Unfortunately, it is more likely than not that you will be disqualified from receiving a diversity visa (DV)-based green card. Still, there might be a tiny chance that your mistake will be forgiven if you can somehow convince your interview officer that the mistake was completely innocent and that there are other good reasons why you should be granted the visa.
In such a situation, the officer would have the option to request an advisory opinion from the Advisory Opinions Division of the Department of State’s Visa Office in Washington, DC. If that opinion is favorable to you, perhaps the requirement that diversity visa applicants list their children in their initial application could be interpreted exceptionally in your favor.

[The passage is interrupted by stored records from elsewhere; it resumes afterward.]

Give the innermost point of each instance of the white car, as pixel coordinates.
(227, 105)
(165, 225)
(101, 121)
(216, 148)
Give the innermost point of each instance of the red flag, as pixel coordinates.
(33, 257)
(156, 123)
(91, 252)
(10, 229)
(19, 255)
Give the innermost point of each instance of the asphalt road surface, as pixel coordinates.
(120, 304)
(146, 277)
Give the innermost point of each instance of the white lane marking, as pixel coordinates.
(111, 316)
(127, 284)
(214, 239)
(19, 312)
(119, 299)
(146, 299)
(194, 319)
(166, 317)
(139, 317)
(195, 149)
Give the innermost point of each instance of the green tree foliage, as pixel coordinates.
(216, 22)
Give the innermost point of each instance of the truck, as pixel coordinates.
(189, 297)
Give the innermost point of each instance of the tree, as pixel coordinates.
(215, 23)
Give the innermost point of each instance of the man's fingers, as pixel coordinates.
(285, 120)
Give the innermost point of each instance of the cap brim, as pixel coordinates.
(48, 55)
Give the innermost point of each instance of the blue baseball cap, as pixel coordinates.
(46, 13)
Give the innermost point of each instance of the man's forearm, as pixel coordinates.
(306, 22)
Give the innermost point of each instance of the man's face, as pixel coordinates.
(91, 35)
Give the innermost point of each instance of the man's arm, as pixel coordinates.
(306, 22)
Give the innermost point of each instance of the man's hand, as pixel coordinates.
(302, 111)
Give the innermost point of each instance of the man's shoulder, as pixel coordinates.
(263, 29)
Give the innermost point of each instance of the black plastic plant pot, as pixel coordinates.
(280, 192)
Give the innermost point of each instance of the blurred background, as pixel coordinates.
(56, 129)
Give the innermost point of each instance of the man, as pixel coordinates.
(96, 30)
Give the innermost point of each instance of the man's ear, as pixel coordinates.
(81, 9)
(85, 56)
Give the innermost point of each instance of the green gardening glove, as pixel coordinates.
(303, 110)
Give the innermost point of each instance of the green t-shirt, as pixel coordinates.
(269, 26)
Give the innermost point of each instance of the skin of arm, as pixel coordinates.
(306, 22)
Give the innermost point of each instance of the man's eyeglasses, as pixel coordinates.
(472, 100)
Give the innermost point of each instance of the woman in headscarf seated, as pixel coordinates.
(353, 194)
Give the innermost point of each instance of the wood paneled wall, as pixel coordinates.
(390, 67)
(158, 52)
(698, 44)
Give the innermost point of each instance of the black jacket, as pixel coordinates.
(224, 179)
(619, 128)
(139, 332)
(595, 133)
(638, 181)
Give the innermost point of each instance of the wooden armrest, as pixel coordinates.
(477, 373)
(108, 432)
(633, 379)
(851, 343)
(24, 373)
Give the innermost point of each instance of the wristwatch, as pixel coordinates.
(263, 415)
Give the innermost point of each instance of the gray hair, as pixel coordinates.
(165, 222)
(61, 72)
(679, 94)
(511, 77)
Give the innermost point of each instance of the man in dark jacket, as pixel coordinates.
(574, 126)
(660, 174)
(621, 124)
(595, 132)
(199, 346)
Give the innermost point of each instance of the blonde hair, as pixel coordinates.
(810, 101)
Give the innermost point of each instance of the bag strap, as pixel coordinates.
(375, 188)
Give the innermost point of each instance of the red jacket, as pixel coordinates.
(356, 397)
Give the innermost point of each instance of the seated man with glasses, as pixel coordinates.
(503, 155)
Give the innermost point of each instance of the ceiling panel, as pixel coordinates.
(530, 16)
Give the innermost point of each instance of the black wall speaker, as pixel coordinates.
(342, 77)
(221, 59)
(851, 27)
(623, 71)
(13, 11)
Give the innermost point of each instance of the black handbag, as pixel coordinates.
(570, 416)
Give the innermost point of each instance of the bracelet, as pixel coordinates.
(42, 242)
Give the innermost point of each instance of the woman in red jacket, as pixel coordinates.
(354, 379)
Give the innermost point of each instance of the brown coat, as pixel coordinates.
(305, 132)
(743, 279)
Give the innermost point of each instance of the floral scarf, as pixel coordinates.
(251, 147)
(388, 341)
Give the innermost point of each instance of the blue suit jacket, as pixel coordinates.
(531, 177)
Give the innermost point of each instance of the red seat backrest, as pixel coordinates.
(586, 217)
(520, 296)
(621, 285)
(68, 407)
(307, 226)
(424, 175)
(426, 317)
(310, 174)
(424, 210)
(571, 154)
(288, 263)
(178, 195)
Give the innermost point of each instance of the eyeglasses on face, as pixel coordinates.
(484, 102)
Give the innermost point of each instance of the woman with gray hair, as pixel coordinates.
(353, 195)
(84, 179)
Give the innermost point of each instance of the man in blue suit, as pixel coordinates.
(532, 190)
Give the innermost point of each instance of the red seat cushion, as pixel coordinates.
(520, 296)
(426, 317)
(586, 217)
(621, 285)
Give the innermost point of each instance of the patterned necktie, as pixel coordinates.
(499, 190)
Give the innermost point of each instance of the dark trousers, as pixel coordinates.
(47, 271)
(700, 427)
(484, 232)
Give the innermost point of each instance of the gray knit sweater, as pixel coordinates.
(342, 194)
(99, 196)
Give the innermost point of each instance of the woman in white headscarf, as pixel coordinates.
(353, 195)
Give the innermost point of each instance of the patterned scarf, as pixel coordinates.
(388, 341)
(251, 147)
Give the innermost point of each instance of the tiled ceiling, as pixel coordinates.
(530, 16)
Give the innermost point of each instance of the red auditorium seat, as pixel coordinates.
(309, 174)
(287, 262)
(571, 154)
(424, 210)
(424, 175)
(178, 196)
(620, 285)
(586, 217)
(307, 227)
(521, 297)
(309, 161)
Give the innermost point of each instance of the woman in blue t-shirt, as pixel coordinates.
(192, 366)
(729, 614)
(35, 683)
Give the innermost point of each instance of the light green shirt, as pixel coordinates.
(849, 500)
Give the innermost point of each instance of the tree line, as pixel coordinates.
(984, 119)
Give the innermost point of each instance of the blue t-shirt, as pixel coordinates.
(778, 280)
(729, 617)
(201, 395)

If the interview officer refuses to request an advisory opinion and denies your visa application, you might be able (with the assistance of a U.S.-based attorney) to obtain such an opinion directly. You could then request that the officer reconsider his or her decision based on that opinion.
However, the odds of these scenarios changing things in your favor are small.
First of all, interview officers (and their supervisors at the local embassy or consulate) have absolute discretion to decide whether or not to use or to follow advisory opinions — which seem to be very rarely requested in diversity cases in the first place.
Second of all, though you may have been confused by the language on the application form, the instructions for the form should have been clear enough: They required that you list “all living step-children who are unmarried and under the age of 21 on the date of your electronic entry, even if you are no longer legally married to the child’s parent, and even if the child does not currently reside with you and/or will not immigrate with you.”
(For information on why children born “out of wedlock” can qualify as stepchildren, see also Volume 9, Section 40.1, Note 2.2-1 of the State Department’s Foreign Affairs Manual.) The instructions should also have put you on notice that “failure to list all children who are eligible will result in disqualification of the principal applicant and refusal of all visas in the case at the time of the visa interview.”